Lo spazio urbano, così come si va determinando sempre più, disordinato, nel proliferare, a tutta macchia, senza accenni di confini, del paesaggio antropizzato e di quello naturale, con città debordanti in megalopoli e in panopoli, nel clima frenetico della consumazione, bulimica, di uso, abuso, degrado, sta diventando una immagine multifocale, dove tutto, il tutto stabilisce un rapporto col niente e ciò che non diventa casa (sempre più) ma anche nel senso complessivo di edificio civile e umano, ufficio, scuola, ospedale, cioè di tutto quello che si frappone tra la vita e la morte, per ora degli individui e un giorno (augurabile lontano, molto lontano) della nostra specie, si mischia con la rapida obsolescenza e degrado industriale e agricolo, nella frenesia di produrre sempre più, con le connesse discariche, che annullano, di fatto, la stessa linea ideale di ogni orizzonte, che mentre il caos delle cose, avanza, si sposta e si rende un paradossale e irraggiungibile plus ultra.

Il problema da affrontare da riaffrontare è quello del circolo vizioso, uso/discarica/degrado e trasformarlo in nuovo uso/riuso/ ripristino, incrementando la circolarità di tutto e preservare l’habitat, non lacerandolo chimicamente, anzi recuperandolo ecologicamente. Mentre scrivo, ho di fronte a me “One” della Listone Giordano, che mi fa da specchio, dove si guarda la catastrofe, possibile, probabile, inevitabile, continuando con l’attuale trend; ma il nostro futuro può ancora essere cambiato e non deve essere per forza catastrofico. Si ipotizza una terzietà, oltre stagnazione e degrado, a partire da un articolato Manifesto del terzo Paesaggio, di Gilles Clement, proprio cominciando delle aree degradate e rifiutate, dove si nota che, animali selvatici e vegetazioni spontanee, proliferano a vista d’occhio, come testimonia l’area e l’aria dannata di Cernobyl, a prefigurazione dell’avanzare di una selva oscurante, il “giorno dopo” di ogni catastrofe. Per noi, il centro deve continuare ad essere l’uomo, per cui ha senso il bello e il brutto, l’ammirare, l’utilizzare, l’inventare, il progettare, il realizzare.

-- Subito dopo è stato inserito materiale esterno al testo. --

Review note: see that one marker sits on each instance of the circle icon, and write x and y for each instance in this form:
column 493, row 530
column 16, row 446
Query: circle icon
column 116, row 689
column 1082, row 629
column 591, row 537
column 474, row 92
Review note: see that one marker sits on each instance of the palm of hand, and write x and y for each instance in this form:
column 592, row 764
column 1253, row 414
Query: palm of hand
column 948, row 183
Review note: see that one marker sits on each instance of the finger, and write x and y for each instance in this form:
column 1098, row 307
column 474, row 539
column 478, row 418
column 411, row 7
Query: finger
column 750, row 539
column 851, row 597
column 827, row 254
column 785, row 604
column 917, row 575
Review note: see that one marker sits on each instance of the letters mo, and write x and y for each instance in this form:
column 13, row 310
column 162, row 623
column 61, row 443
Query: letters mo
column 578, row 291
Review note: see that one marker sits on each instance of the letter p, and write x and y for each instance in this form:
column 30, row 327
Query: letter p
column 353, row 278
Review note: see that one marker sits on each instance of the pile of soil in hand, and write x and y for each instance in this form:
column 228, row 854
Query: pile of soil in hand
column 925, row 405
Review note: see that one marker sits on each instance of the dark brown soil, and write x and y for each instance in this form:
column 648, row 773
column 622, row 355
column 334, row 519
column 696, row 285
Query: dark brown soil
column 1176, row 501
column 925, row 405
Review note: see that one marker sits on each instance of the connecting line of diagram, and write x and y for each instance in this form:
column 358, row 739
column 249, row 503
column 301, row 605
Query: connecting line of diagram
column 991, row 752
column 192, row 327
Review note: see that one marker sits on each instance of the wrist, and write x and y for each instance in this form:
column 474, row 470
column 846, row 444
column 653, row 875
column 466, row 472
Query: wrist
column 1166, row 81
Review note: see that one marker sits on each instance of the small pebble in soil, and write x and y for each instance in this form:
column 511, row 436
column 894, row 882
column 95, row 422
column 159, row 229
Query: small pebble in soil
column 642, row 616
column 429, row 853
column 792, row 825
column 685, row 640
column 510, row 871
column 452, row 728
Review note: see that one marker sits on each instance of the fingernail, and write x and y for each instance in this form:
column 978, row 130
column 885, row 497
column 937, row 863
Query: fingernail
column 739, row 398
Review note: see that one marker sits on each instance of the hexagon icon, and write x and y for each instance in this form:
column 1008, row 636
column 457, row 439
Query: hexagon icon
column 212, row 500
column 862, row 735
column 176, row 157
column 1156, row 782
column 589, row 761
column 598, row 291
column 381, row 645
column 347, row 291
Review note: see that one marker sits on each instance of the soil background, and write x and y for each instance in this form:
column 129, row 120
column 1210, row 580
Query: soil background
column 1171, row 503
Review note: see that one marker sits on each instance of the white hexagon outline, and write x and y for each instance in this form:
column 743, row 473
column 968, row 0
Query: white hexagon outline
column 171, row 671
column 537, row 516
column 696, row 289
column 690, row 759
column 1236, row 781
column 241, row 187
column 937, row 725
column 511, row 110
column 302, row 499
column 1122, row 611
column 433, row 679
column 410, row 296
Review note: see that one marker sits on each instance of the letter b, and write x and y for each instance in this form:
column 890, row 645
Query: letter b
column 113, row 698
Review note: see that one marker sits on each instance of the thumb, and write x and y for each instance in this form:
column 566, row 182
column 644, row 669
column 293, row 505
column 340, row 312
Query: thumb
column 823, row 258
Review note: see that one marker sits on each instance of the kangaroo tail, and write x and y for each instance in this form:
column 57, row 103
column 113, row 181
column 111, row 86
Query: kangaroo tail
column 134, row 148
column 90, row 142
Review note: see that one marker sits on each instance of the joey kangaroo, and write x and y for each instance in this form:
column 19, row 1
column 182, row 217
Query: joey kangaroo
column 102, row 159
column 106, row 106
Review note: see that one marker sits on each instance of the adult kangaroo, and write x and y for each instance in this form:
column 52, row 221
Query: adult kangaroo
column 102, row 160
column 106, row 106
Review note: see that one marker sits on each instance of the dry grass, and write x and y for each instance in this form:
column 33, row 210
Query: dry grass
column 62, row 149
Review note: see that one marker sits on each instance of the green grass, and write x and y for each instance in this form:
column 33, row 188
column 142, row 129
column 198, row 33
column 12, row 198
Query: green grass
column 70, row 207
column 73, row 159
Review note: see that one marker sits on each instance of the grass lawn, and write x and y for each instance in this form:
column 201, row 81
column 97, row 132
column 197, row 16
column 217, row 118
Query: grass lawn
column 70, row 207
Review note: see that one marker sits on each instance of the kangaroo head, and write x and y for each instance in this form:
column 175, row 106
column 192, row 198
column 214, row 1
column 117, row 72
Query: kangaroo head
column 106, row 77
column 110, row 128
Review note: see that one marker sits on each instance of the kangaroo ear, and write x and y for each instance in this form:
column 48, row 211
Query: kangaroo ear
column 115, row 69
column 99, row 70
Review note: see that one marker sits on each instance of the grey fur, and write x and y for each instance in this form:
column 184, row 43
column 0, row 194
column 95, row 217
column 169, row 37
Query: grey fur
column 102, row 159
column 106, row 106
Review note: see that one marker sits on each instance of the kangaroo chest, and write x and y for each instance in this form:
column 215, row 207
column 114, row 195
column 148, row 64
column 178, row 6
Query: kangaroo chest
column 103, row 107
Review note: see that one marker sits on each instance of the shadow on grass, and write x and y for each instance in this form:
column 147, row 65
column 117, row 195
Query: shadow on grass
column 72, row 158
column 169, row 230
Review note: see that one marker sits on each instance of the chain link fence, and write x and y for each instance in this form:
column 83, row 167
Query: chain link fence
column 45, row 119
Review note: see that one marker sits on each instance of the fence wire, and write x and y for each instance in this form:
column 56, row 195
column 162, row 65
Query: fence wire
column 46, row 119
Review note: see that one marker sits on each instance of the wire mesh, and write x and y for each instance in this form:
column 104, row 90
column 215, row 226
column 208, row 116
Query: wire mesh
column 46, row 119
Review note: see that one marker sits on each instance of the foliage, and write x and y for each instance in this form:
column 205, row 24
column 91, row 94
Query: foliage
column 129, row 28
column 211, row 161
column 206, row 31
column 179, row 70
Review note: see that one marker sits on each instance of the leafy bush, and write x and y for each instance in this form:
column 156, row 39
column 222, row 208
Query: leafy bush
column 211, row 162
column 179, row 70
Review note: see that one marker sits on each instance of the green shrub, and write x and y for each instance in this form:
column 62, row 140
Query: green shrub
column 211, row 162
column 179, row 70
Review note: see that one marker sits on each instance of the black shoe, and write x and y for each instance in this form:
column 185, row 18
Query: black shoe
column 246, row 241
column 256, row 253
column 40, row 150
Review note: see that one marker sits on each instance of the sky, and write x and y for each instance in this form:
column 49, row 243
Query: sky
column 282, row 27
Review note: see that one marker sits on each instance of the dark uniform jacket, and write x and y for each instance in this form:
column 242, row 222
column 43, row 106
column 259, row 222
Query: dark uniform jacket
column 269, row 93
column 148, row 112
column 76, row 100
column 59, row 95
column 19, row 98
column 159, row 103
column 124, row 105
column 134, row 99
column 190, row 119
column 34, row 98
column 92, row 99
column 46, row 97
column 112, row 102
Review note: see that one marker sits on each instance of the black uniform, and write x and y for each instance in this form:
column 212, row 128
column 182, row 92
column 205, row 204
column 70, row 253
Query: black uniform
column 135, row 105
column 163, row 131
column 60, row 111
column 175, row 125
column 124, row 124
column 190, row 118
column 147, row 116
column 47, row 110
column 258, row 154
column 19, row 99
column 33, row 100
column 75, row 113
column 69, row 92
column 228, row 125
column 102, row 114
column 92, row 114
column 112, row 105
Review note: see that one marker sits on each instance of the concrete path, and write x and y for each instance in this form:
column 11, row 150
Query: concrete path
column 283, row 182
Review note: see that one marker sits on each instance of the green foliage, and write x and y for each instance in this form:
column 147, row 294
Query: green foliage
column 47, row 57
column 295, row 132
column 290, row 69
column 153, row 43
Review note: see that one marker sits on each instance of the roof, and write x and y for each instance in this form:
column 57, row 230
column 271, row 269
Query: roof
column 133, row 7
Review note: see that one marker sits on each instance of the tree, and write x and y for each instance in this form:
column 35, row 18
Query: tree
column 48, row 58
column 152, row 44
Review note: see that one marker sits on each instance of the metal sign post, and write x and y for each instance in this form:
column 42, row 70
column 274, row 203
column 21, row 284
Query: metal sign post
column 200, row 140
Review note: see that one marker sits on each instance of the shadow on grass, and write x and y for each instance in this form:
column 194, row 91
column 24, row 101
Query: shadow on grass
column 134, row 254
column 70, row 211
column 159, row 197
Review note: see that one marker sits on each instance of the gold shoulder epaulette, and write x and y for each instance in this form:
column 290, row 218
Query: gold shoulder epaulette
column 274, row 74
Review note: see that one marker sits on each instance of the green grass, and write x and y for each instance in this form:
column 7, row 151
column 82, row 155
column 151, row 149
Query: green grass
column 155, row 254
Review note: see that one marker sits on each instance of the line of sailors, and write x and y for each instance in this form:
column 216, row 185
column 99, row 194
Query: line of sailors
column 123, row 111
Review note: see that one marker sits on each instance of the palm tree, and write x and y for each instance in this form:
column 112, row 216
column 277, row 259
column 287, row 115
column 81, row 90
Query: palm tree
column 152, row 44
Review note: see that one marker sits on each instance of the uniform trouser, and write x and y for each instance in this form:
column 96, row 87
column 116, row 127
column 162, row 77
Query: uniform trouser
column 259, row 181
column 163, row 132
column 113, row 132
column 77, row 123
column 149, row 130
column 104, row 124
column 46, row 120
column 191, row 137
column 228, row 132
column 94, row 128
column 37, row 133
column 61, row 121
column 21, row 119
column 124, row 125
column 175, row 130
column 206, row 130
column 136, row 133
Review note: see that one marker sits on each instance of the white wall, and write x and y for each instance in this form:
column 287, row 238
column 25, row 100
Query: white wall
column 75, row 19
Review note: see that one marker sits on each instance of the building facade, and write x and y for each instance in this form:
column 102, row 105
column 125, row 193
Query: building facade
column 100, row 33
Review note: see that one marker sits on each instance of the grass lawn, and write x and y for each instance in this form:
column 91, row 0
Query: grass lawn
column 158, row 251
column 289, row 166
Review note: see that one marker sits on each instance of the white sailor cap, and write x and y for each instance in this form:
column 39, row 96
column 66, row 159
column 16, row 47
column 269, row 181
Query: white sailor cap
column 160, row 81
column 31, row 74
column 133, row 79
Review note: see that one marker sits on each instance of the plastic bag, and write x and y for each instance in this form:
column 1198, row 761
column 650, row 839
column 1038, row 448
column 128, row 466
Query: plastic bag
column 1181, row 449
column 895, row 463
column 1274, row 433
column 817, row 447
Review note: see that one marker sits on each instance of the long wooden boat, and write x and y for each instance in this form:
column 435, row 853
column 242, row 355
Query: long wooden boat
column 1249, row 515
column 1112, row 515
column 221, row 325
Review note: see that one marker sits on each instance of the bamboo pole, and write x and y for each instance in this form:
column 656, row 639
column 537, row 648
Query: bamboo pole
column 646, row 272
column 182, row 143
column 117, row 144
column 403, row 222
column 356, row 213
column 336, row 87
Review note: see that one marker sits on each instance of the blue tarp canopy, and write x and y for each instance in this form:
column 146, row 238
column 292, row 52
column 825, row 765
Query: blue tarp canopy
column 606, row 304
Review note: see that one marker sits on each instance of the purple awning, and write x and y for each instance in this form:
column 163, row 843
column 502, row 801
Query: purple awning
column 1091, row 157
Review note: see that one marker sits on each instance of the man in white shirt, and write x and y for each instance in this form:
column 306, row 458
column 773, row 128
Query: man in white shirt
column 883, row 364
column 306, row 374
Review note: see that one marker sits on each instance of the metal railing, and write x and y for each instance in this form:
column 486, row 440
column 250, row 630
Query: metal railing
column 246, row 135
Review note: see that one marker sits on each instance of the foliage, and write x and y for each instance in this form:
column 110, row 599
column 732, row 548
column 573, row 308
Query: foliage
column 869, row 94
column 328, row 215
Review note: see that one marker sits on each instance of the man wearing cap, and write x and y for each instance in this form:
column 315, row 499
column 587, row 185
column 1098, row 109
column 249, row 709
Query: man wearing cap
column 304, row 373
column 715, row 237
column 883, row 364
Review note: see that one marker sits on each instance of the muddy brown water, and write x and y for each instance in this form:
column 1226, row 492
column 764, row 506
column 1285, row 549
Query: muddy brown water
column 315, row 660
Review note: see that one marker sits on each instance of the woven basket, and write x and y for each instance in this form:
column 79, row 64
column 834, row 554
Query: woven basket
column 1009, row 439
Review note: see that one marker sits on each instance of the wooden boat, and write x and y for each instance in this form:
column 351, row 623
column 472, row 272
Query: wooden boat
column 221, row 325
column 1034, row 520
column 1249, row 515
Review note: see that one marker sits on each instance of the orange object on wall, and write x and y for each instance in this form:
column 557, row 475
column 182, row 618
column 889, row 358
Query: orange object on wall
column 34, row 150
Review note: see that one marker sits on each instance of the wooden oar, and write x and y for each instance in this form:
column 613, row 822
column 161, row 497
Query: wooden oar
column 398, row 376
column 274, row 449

Vedo ogni giorno, le immagini che il James Webb Telescope ci invia, di sorpresa in sorpresa, mentre tutti andiamo immaginando una zona abitabile circumstellare, a partire dalla nostra vicina di casa Proxima Centauri, nella nostra Via Lattea, a finire nei limiti visibili del nostro attuale universo, di 93 miliardi di anni luce. Ma, torniamo al nostro oggi: l’idea utopica di coltivare una nuova idea di città, derubando ad Adamo ed Eva, l’idea di una casa edenica, precedente la mela, non ci è preclusa, ma certamente resa ardua, molto difficile, se non impossibile, da un perdurante ed anzi espansivo, clima, in cui apocalittici e integrati ( per dirla con Umberto Eco) non fanno altro che impedirsi a vicenda, il buono e il bello, mentre sfugge, da tutte le parti, il tempo prezioso del fare, del fare bene, mentre spingono le fratture e le catastrofi vere, di cambiamenti che richiederebbero una capacità un po’ arcadica, un po’ tecnologica, necessariamente razionale, sperabilmente innamorante, che potrebbe ridare ad ogni luogo il proprio nome: mare, terra, fiume, foresta, lago e perfino deserto; ma infine uomo.